MSc in Business Analytics

Publisher

Dublin Business School

Rights

Abstract

The customer churn prediction is the key for e-commerce companies to create the retention strategies and stay in the competition. The purpose of this study is to overcome the issue of customer churn by prediction by utilizing the means of machine learning. The study employs the CRISP-DM paradigms, implementing and evaluating machine learning models: Random Forest Classifier, Logistic Regression, XGBoost and AdaBoost. The models are built and tested on the "E-commerce Customer Behavior and Purchase Dataset”. Hyperparameter tuning and performance evaluation are carried out to get the best from each model.
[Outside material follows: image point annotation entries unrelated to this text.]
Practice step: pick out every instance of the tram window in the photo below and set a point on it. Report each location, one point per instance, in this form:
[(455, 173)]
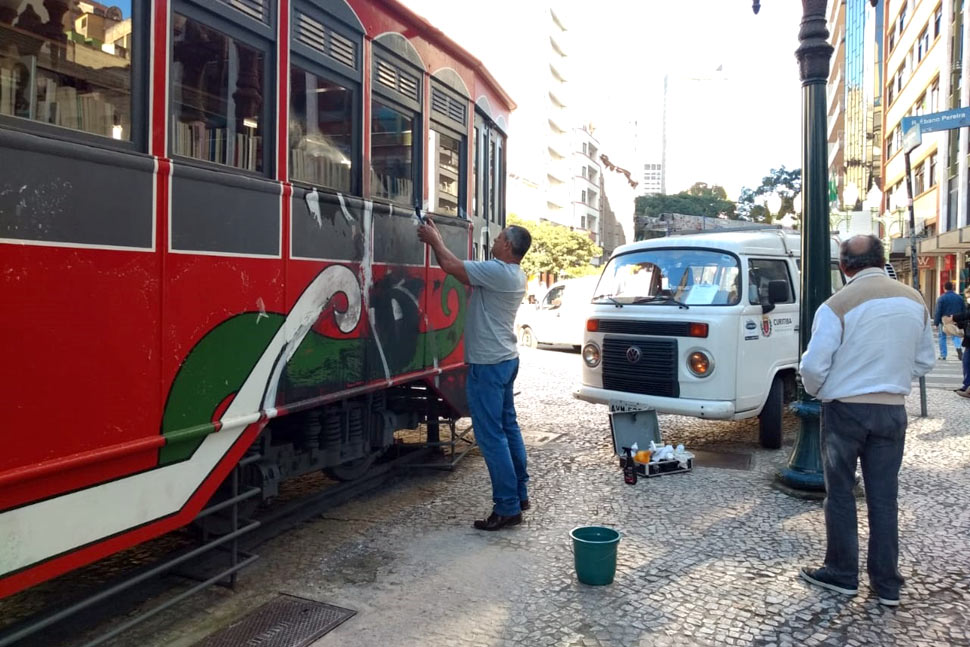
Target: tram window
[(69, 70), (321, 131), (446, 186), (475, 172), (217, 97), (492, 175), (392, 154)]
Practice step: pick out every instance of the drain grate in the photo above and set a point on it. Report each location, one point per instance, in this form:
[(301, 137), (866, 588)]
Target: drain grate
[(721, 460), (287, 621)]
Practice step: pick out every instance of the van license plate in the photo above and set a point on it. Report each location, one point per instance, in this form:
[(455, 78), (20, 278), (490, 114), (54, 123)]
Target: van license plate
[(620, 406)]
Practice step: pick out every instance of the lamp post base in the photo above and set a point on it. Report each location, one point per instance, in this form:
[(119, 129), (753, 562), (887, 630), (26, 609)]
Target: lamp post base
[(803, 478)]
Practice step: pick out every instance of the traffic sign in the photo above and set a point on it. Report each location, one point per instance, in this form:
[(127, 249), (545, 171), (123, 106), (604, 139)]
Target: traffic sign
[(934, 121), (912, 138)]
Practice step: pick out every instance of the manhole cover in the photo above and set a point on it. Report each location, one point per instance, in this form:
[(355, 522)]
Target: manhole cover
[(287, 621), (721, 460)]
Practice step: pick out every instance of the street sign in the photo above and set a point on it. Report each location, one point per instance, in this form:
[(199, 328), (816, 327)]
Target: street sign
[(912, 138), (934, 121)]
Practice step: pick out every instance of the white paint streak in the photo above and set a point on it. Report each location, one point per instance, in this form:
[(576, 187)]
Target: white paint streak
[(367, 276), (313, 204), (343, 209), (39, 531)]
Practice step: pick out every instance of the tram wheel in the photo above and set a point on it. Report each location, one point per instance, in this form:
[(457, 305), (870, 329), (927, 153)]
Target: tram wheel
[(351, 470)]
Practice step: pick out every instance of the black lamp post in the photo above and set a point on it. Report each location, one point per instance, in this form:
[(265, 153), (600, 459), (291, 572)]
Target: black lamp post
[(803, 475)]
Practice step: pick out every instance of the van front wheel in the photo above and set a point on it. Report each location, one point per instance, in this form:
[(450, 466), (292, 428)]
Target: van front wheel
[(769, 421)]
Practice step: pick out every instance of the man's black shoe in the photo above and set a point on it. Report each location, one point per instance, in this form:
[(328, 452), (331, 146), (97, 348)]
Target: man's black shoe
[(497, 521)]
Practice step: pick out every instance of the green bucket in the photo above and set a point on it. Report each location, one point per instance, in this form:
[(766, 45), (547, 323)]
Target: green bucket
[(594, 552)]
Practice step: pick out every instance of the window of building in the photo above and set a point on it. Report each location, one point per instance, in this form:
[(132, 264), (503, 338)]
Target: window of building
[(447, 146), (218, 95), (919, 179), (66, 77), (325, 81), (922, 44), (395, 119)]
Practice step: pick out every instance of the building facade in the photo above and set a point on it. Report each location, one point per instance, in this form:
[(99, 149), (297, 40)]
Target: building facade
[(652, 180), (585, 192), (919, 50)]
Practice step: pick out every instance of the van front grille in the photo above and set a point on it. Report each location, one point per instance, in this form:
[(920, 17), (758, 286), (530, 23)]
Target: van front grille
[(659, 328), (655, 372)]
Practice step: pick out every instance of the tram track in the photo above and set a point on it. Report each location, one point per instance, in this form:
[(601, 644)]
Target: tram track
[(95, 617)]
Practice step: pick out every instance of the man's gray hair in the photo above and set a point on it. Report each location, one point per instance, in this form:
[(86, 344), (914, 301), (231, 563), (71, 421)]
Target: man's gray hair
[(856, 254), (520, 240)]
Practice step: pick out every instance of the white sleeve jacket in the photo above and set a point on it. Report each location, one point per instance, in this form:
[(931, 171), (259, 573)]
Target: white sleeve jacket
[(872, 337)]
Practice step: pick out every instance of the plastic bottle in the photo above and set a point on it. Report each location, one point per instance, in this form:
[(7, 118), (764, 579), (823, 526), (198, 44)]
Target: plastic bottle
[(629, 468)]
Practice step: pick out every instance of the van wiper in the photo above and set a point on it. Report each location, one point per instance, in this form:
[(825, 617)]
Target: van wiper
[(612, 300), (662, 298)]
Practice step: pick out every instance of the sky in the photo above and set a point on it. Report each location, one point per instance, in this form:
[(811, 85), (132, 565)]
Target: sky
[(619, 52)]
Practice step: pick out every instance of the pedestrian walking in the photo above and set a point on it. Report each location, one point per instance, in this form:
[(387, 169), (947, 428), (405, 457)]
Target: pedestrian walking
[(493, 363), (949, 304), (961, 321), (869, 340)]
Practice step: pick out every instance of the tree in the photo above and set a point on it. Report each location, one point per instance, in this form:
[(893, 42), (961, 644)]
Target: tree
[(787, 183), (699, 200), (556, 249)]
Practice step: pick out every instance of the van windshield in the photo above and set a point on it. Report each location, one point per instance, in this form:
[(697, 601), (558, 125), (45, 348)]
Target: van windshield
[(655, 276)]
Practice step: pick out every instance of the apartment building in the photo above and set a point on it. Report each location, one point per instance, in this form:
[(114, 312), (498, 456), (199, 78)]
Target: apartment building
[(653, 180), (855, 98), (586, 175), (923, 43)]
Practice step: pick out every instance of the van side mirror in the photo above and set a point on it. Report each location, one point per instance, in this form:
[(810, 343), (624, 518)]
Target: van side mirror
[(778, 292)]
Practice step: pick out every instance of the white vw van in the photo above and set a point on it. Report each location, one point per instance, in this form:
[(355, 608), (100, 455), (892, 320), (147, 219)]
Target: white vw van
[(701, 325)]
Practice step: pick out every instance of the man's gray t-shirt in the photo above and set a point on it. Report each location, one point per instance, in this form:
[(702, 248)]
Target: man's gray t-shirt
[(490, 324)]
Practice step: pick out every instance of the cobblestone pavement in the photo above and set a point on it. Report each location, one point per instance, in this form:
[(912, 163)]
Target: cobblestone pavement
[(706, 558)]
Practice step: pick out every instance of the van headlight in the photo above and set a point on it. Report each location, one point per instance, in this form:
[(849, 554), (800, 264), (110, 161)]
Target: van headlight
[(700, 363)]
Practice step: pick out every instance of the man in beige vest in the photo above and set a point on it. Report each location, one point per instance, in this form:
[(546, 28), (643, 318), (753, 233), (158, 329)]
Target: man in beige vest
[(869, 341)]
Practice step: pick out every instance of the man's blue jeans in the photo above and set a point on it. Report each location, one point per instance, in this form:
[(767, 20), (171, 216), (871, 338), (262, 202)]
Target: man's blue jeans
[(966, 370), (497, 432), (874, 433), (956, 343)]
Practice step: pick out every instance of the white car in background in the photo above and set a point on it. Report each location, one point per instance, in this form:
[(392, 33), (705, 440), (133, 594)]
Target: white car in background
[(560, 316)]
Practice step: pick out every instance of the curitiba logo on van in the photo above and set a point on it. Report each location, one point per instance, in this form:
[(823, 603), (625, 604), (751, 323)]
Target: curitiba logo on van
[(766, 327)]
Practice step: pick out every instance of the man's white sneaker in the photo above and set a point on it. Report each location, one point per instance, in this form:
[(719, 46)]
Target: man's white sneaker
[(819, 577)]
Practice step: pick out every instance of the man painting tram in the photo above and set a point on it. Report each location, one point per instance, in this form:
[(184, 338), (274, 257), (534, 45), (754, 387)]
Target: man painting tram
[(493, 363)]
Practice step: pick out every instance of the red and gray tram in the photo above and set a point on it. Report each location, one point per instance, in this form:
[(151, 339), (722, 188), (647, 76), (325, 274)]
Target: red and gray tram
[(207, 245)]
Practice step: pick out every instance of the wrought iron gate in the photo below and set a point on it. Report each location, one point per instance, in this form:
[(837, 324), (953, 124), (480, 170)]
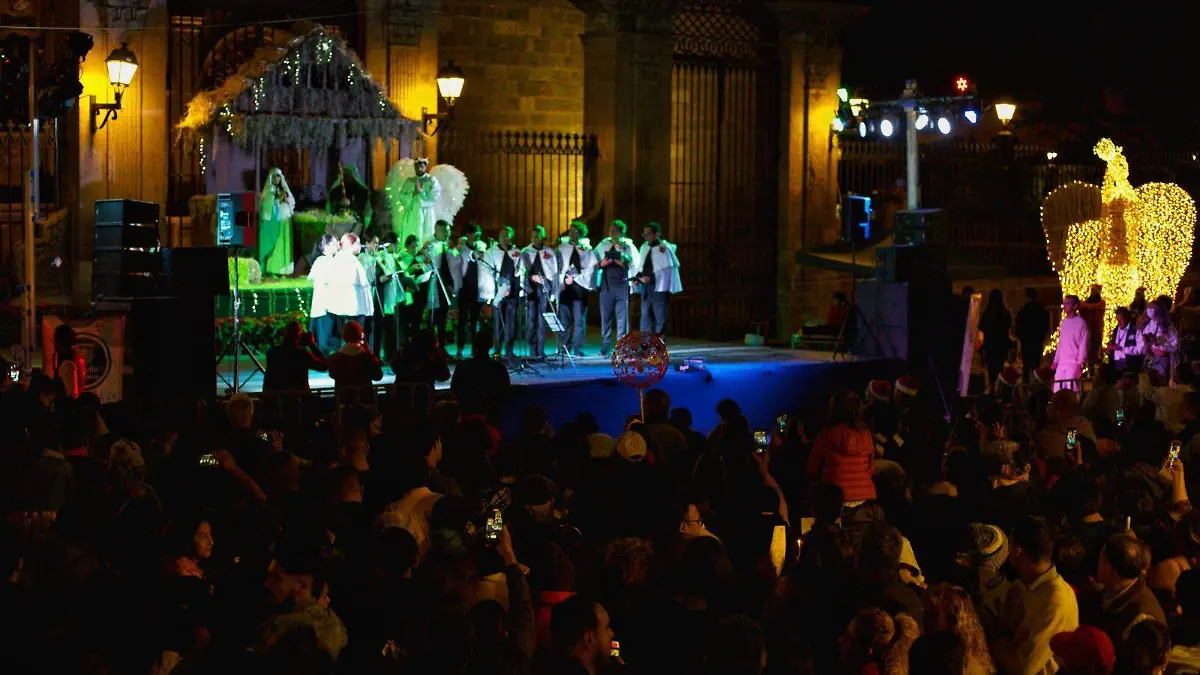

The XGBoost Classifier is the best out of all the models in the accuracy, precision, recall and F1 score. The research is about the problems such as skewness, parameter validation and model bias and it gives the solutions which are oversampling, under-sampling, grid search and cross-validation. The next step in this research is the improvement of feature engineering, the implementation of real-time retention strategy and the increased model interpretability for the actionable insights. The research results add to the existing body of knowledge on the prediction of customer churn in e-commerce and help to establish the basis for the development of the proactive retention strategies. The approach can be used in other industries which are also facing the same problems. This research illustrates the achievement of machine learning, especially the XGBoost model, in the prediction of customer churn and underlines the significance of data-driven decision making in the challenging e-commerce environment.